Please feel free to ask for more information. (please cc me in replies)

Thanks
Hari
harisri@bigpond.com

^ permalink raw reply	[flat|nested] 11+ messages in thread

* Re: [PROBLEM] r8169 deadlocks
  2004-01-15  9:38 [PROBLEM] r8169 deadlocks Srihari Vijayaraghavan
@ 2004-01-15 21:08 ` Francois Romieu
  2004-01-17  1:34   ` Srihari Vijayaraghavan
  2004-01-19 11:51   ` Srihari Vijayaraghavan
  0 siblings, 2 replies; 11+ messages in thread
From: Francois Romieu @ 2004-01-15 21:08 UTC (permalink / raw)
  To: Srihari Vijayaraghavan; +Cc: netdev

Srihari Vijayaraghavan <harisri@bigpond.com> :
[...]
> Consider desktop as the computer with the RealTek r8169 card and laptop from 
> where I perform these steps:
> 1. ssh desktop
> 2. while true; do ls -la /; done
> 3. In few seconds the desktop computer hangs
> (And of course at the laptop computer the ssh session hangs)
> 
> Here is the sysrq-p from the desktop computer (captured using serial-console):
> Pid: 1963, comm: ls Not tainted
> RIP: 0010:[<ffffffffa008afd9>] 
> <ffffffffa008afd9>{:r8169:rtl8169_tx_interrupt+73}
> RSP: 0000:ffffffff80374dc8  EFLAGS: 00000286
> RAX: 0000000000000420 RBX: ffffffff80374d18 RCX: 0000010000399000
> RDX: ffffffff80370e80 RSI: 000000003525d05e RDI: 0000000080391bf0
> RBP: ffffffff801100d9 R08: 0000000000000007 R09: 0000000000000000
> R10: 0000002a95587de0 R11: 0000000000000003 R12: 0000000000000042
> R13: 0000000000000001 R14: 00000000000000bc R15: 000001003f7d1340
> FS:  00000000005144a0(005b) GS:ffffffff80370e80(0000) knlGS:0000000000000000
> CS:  0010 DS: 0000 ES: 0000 CR0: 000000008005003b
> CR2: 0000002a957876d0 CR3: 0000000000101000 CR4: 00000000000006a0
> 
> Call Trace:<IRQ> <ffffffffa008b3c8>{:r8169:rtl8169_interrupt+120} 
> <ffffffff8011222f>{handle_IRQ_event+47}
>        <ffffffff801123b3>{do_IRQ+147} <ffffffff801100d9>{ret_from_intr+0}
>         <EOI> <ffffffff80110152>{retint_careful+13}

*head scratch*

Can you monitor 'vmstat 1' output on the r8169 host during the test ?

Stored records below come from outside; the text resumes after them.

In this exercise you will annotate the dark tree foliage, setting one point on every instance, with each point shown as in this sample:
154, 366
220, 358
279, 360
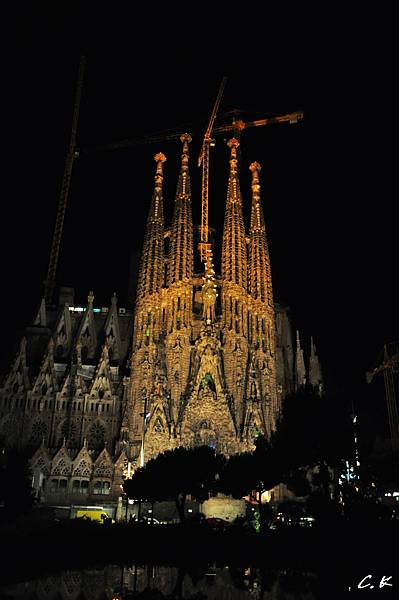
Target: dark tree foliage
175, 474
313, 431
15, 483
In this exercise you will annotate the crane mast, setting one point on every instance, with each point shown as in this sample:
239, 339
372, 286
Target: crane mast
49, 283
204, 246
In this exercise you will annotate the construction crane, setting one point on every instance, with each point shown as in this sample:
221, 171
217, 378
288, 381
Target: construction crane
235, 127
204, 246
49, 283
390, 368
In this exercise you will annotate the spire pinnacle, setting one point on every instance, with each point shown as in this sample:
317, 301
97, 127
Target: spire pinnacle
260, 283
159, 159
234, 252
180, 264
151, 272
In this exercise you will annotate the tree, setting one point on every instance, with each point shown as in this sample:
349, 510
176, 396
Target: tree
314, 432
15, 483
175, 474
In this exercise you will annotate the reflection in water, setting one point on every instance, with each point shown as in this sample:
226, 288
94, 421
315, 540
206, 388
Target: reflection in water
150, 582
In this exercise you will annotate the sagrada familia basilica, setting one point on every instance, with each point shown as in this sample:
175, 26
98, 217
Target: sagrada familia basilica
204, 358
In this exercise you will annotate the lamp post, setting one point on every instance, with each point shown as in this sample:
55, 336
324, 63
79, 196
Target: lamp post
142, 459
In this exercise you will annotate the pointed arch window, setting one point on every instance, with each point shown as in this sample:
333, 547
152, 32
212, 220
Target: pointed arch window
96, 437
208, 380
159, 426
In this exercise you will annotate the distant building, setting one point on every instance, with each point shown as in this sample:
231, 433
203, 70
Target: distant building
203, 359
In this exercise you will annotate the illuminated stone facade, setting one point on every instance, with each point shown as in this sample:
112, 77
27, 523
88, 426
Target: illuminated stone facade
203, 359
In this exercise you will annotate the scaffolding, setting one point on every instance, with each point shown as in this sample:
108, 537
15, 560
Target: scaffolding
389, 366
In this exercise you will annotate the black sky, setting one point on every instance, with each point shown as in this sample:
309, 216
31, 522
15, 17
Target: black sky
327, 183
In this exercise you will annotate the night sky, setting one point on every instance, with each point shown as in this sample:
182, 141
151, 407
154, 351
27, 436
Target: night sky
327, 182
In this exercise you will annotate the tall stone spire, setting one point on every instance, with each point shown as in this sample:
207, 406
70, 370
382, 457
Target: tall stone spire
180, 266
300, 372
234, 252
260, 283
151, 271
315, 376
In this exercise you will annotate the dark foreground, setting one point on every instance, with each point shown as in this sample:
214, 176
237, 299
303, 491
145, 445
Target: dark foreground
341, 554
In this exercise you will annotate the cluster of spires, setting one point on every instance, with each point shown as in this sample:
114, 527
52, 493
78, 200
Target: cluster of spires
248, 270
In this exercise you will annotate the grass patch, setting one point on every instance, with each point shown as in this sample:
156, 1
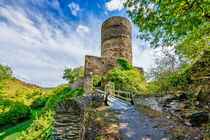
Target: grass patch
12, 132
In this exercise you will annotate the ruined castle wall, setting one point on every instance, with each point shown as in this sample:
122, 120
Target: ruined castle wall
96, 65
116, 38
99, 65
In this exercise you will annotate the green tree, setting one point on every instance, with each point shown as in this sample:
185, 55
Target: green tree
184, 23
72, 74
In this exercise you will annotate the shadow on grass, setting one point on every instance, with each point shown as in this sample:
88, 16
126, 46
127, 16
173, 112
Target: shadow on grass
12, 132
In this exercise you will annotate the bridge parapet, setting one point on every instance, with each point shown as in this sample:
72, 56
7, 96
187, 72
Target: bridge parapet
71, 116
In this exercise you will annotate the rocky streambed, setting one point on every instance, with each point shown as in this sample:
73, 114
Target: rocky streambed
189, 120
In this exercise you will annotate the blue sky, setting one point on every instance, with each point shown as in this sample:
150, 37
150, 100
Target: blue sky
40, 38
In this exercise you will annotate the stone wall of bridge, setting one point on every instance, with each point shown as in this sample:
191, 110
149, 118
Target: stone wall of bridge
71, 116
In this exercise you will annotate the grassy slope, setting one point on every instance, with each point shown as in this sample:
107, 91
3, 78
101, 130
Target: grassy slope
14, 132
14, 89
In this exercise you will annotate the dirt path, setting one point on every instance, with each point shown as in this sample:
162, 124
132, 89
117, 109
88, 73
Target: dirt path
134, 125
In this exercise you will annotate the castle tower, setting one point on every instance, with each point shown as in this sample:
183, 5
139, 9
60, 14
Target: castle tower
116, 38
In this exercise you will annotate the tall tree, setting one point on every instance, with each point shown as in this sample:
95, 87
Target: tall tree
179, 23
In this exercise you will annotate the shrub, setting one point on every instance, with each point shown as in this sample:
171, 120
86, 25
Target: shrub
40, 129
125, 64
17, 112
127, 80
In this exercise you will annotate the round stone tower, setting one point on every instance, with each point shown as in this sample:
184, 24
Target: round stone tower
116, 38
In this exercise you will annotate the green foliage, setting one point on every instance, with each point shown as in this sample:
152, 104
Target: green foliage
96, 79
153, 88
5, 72
17, 111
125, 64
167, 23
72, 74
60, 93
179, 81
116, 76
15, 132
128, 78
41, 128
17, 99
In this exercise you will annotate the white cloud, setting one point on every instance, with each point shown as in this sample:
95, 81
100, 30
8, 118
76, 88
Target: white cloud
74, 8
115, 5
39, 54
82, 28
98, 5
38, 50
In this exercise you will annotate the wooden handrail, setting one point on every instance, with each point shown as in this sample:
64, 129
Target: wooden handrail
117, 94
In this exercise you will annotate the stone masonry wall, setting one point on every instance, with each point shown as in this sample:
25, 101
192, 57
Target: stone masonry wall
116, 38
71, 116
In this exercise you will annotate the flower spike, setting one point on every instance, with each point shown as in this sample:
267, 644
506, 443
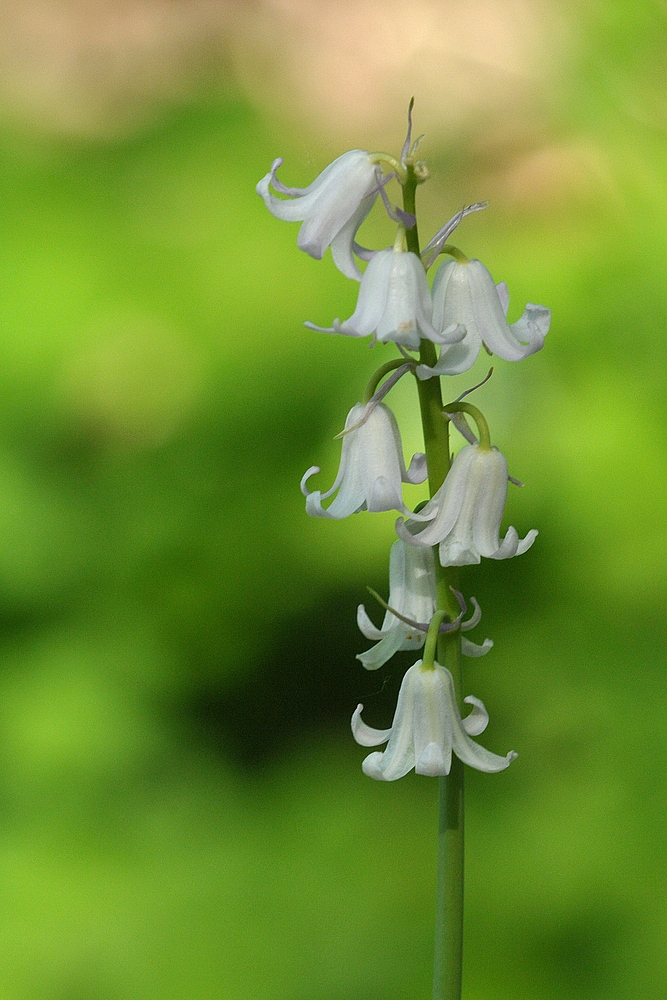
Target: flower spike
464, 292
371, 468
427, 729
411, 606
331, 208
466, 511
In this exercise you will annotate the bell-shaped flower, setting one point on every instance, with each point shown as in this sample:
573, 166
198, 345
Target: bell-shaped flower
465, 513
331, 208
412, 592
394, 304
427, 728
371, 467
464, 292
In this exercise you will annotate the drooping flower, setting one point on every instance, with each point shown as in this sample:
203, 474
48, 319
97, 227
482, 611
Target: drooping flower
331, 208
371, 467
427, 728
394, 304
464, 292
465, 513
412, 592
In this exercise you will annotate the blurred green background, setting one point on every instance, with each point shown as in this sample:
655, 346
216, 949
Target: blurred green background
182, 809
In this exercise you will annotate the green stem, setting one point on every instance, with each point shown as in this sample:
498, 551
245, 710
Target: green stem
478, 417
377, 377
448, 960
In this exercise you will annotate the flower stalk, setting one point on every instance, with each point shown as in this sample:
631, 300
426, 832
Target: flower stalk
448, 938
448, 324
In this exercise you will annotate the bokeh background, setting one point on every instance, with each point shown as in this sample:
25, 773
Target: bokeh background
182, 810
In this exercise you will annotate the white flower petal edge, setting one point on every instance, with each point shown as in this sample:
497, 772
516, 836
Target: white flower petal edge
465, 293
426, 730
371, 468
394, 304
465, 513
411, 592
331, 208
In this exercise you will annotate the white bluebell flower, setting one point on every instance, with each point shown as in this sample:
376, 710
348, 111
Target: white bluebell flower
464, 292
394, 304
412, 592
427, 729
465, 513
371, 469
331, 208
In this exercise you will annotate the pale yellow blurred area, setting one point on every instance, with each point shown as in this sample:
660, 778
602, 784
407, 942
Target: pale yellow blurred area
81, 66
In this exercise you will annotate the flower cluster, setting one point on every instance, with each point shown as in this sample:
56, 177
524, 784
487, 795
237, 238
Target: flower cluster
463, 312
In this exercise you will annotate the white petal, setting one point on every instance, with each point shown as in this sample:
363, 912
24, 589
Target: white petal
372, 297
444, 506
490, 500
475, 617
453, 360
417, 471
477, 721
469, 648
343, 242
467, 750
432, 761
365, 735
383, 651
399, 755
503, 295
366, 626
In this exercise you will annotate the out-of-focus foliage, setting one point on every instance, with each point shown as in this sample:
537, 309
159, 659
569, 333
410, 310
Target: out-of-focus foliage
183, 813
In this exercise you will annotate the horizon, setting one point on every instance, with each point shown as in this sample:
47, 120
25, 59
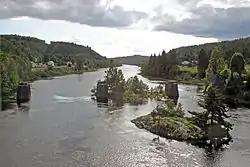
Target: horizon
120, 28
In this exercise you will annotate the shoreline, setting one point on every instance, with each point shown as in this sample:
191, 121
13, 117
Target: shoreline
190, 82
10, 103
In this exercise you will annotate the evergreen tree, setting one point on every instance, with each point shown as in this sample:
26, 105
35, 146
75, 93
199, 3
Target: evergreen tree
203, 62
237, 64
216, 64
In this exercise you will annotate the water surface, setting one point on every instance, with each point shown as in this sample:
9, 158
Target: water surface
64, 128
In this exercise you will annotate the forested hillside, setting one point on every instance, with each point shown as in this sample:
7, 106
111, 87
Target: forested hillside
17, 53
132, 60
228, 48
59, 52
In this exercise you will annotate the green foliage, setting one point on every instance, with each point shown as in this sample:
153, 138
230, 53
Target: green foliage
59, 52
214, 109
190, 53
203, 61
115, 80
216, 64
169, 109
225, 73
237, 63
13, 69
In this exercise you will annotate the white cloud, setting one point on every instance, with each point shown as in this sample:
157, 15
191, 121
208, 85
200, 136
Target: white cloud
109, 42
125, 27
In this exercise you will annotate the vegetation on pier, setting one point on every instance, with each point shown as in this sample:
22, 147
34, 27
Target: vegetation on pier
131, 91
207, 129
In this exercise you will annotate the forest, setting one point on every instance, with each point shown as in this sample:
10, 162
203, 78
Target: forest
225, 67
18, 52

You can try 2.6.1-bk2 + Jeff Garzik's -netdev4 + 
http://www.fr.zoreil.com/people/francois/misc/r8169-tx-index-overflow.patch 

If it does not perform better, you can try against 2.6.1-bk1 the set at
http://www.fr.zoreil.com/linux/kernel/2.6.x/2.6.1-bk1-b

If I remember correctly, you are the first report of a non-completely
disfunctional driver for the new version of the r8169. Things improve.

--
Ueimor

^ permalink raw reply	[flat|nested] 11+ messages in thread

* Re: [PROBLEM] r8169 deadlocks
  2004-01-15 21:08 ` Francois Romieu
@ 2004-01-17  1:34   ` Srihari Vijayaraghavan
  2004-01-17 12:53     ` Francois Romieu
  2004-01-19 11:51   ` Srihari Vijayaraghavan
  1 sibling, 1 reply; 11+ messages in thread
From: Srihari Vijayaraghavan @ 2004-01-17  1:34 UTC (permalink / raw)
  To: Francois Romieu; +Cc: netdev

Hello Francois,

On Friday 16 January 2004 08:08, Francois Romieu wrote:
> *head scratch*

Sorry :-)

> Can you monitor 'vmstat 1' output on the r8169 host during the test ?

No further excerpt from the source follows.